Ulster Club Senior Hurling Championship final
Dunloy (Antrim) v Sleacht Néill (Derry)
Sunday, Pairc Esler Newry, 3pm
By Dan O’ Muirigh
In an Ulster championship traditionally won by Antrim teams, Sleacht Néill stand as Derry’s only winners of the competition and look to claim their third title as they take on favourites Dunloy on Sunday.
Back-to-back winners in 2016 and 2017, Sleacht Néill were defeated by Ballycran last year as they were stopped in their pursuit of three in a row.
Sleacht Néill marksman Mark McGuigan has revealed the impact this had on his side, and how the team regrouped after that disappointment in preparation for the 2019 season.
“Maybe a month or so after we played Ballycran last year, the players called a meeting and we just spoke about how we needed to start enjoying our hurling again and to go out and get a bit of pride back.
“We just wanted to put a bit of pride back in Sleacht Néill hurling and then after that results might start taking care of themselves. We put a big emphasis on numbers at training, we’ve had 30-plus men most nights this year. I know it might be cliche’d, but we did genuinely take it one game at a time.”
Staying true to this approach has served the Derry kingpins well, who won their seventh consecutive county championship when they defeated an emerging Dungiven team.
“Dungiven are really pushing us in Derry at the minute,” McGuigan conceded. “They’re up with the top teams in Ulster at the minute too, they’re probably just unlucky they’ve come at the same time as us and we’re just slightly ahead of them.
“We’ve got a really good management team, a good mix of youth and experience and taking in a few new players each year helps you stay ahead.”
Sleacht Néill did not make the same mistake as they did last year in Ulster, expertly putting away Middleton in the semi-final with a comfortable 1-17 to 0-8 victory to book their place in Sunday’s decider.
However, McGuigan gave an insight into the Slaughtneil mindset, with manager Mickey McShane expecting more of his players.
“It was a big one getting a good win. Mickey wasn’t happy after the match. He thought we probably should have performed a bit better. I think the problem was we hadn’t played since the Dungiven game four weeks ago and there was that wee small bit of rustiness there but semi finals are all about winning and we got the result, that was all that mattered.”

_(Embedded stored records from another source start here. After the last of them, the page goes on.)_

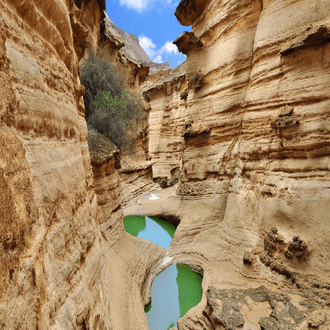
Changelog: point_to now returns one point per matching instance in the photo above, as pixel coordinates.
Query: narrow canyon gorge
(234, 151)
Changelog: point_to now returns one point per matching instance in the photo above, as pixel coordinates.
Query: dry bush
(109, 108)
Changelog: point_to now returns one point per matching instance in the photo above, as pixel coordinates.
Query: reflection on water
(175, 290)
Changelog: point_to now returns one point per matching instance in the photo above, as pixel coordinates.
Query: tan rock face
(62, 240)
(253, 128)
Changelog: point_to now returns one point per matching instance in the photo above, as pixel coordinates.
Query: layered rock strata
(65, 260)
(252, 127)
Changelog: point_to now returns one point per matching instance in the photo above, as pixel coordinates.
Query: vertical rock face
(252, 127)
(48, 205)
(65, 261)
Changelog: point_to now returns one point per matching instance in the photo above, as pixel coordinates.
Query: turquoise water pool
(175, 290)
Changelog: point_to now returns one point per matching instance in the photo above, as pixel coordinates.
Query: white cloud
(156, 54)
(158, 59)
(168, 48)
(141, 5)
(138, 5)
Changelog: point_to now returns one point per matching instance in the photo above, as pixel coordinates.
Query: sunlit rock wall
(65, 261)
(254, 162)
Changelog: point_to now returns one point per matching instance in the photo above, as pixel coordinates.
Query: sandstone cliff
(245, 129)
(242, 128)
(65, 260)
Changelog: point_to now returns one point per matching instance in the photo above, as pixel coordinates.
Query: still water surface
(175, 290)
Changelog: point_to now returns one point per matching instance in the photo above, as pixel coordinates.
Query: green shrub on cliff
(109, 108)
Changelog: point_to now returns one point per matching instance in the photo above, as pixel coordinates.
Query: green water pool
(175, 290)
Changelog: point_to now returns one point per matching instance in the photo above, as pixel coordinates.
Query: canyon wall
(65, 260)
(245, 130)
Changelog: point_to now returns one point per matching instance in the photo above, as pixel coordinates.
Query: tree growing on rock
(110, 108)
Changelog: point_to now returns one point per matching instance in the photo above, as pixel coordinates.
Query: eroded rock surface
(65, 260)
(246, 129)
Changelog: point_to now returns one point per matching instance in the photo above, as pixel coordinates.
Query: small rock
(316, 318)
(247, 258)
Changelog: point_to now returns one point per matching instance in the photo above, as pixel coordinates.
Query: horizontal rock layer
(65, 260)
(247, 131)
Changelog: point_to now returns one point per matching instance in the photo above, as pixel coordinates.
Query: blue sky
(153, 22)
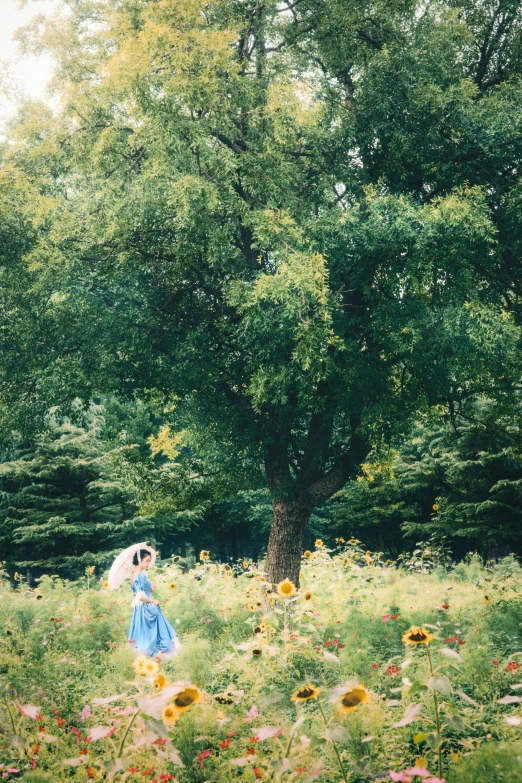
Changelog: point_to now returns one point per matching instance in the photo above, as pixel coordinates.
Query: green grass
(61, 651)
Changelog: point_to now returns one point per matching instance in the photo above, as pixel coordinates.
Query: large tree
(295, 221)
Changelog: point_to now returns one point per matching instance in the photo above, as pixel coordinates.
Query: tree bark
(283, 559)
(293, 502)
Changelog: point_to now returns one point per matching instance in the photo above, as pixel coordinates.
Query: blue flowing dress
(150, 631)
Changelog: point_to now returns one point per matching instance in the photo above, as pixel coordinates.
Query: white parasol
(122, 567)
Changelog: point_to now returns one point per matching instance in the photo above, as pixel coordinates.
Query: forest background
(260, 276)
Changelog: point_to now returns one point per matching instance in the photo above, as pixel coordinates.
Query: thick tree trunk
(283, 558)
(293, 501)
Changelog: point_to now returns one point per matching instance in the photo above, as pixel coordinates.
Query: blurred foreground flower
(305, 693)
(417, 636)
(286, 589)
(349, 696)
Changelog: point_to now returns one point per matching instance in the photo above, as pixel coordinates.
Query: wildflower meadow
(369, 671)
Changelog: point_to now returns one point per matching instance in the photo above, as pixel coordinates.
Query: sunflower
(150, 667)
(223, 698)
(305, 693)
(186, 698)
(139, 664)
(160, 681)
(170, 715)
(417, 636)
(286, 589)
(349, 696)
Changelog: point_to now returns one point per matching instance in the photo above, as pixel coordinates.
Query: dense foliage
(295, 224)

One of the highlights of the Sleacht Néill hurlers’ recent success was victory over Dunloy in the 2017 Ulster semi-final. However, both teams have changed since then and McGuigan is fully aware of the difficulty of the task ahead.
“Both teams will have changed a bit [since]. They have got a lot of young boys who’ve filled out a bit. A lot of them have bulked up. Their younger players who were 18,19 are now 20, 21. On the other hand, we’ve improved as well.
“It’s on the day. They’re everyone’s favourites to win Ulster. There’s pressure on them to deliver that, there’s pressure on us to get back to where we were. I think there’s an equal amount of pressure on both teams and it’s all on the day.
“We’re under no illusions that they’re massive favourites and that it’s a massive task. It will probably will be our toughest ever game that we’ve had in Ulster but we know the task ahead and hopefully we’ll give it our best shot.”
Despite this, it’s pressure that Sleacht Néill have become used to as a club and exactly the type of game that McGuigan and co will relish a return to.
“The mood in the camp is pretty good. We haven’t really got any injury concerns so we’re going in with a clean bill of health. Everybody is raring to get at it.
“We missed out on getting to the final last year so there’s a bit of a buzz about the club the last couple of weeks.
“We sort of got used to the last few years, but it’s just good to get a bit of a buzz back about the place.”
Sunday’s game is another part of the remarkable Sleacht Néill story, with unprecedented success across all three codes over the last number of years.
“It’s really special, to be honest,” McGuigan admitted. “There’s a lot of boys on our team who play county hurling and football, university level and school teams, and they’ve got success there. But I think it’s different for club.
“There would be sisters playing in camogie games, cousines, neighbours, all that. There’s a real community feel about it. It helps bring everyone together when you’re winning, on the big days out in Ulster where the supporters travel to support you. It gives people a lift in the community and it’s great to be part of.”